Category: United Brethren, Moravian
Membership by baptism or acceptance in the Moravian faith, known as the Unitas Fratrum or United Brethren.
The Moravian Church (Latin: Unitas Fratrum, meaning "Unity of the Brethren"; Czech: Moravští bratři; German, Herrnhuter Brüdergemeine, from the place of the church's renewal in the 18th century) is one of the oldest Protestant denominations in the world, with its heritage dating back to the Bohemian Reformation in the fifteenth century. Moravian missionaries were the first large-scale Protestant missionary movement, and in the 18th Century sent both ordained and lay missionaries, some of whom were female, to the Caribbean, North and South America, the Arctic, Africa, and the Far East.
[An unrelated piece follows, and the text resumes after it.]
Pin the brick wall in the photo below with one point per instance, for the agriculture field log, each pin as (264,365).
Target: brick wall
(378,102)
They were especially interested in missions to slaves and unconverted native peoples. As a result of some unusual beliefs (e.g. that the Holy Spirit is female in nature), they were sometimes persecuted. They also espoused a model of life that combined private and communal, living in sexually segregated communities but engaging in both communal and private work.
Moravians were careful record-keepers in the 18th and first half of the 19th centuries and their extensive records are kept at the Moravian Archives in Bethlehem, Pennsylvania. These may often contain records not otherwise available, for birth, baptism, church attendence, marriages and moves into and out of Moravian settlements, burials, etc. Records also include baptisms and burials carried out for non-Moravian people who lived near a Moravian mission or settlement and are worth examining if a non-Moravian family member was born or died in or near a Moravian mission or settlement.
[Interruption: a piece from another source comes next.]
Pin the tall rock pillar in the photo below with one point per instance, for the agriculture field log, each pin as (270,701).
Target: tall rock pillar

Many, but not all, Moravian records are in German and use the old form of handwriting, which is difficult to read without special training. But records for English-speaking congregations were kept in English.
Moravian records are generally NOT available online, and must be consulted either in person or through a researcher. See http://www.moravianchurcharchives.org/research/ for advice. It is worth consulting the online list of holdings as sometimes there are references to particular individuals and the display may tell you what you need to know without the need to go and see the full record. See http://www.moravianchurcharchives.org/research/. A few items have been published: the records of the Moravian settlement at Beersheba in Tuscarawas County, Ohio have, for instance, been translated into English and published by a local historical society, from which copies can be purchased.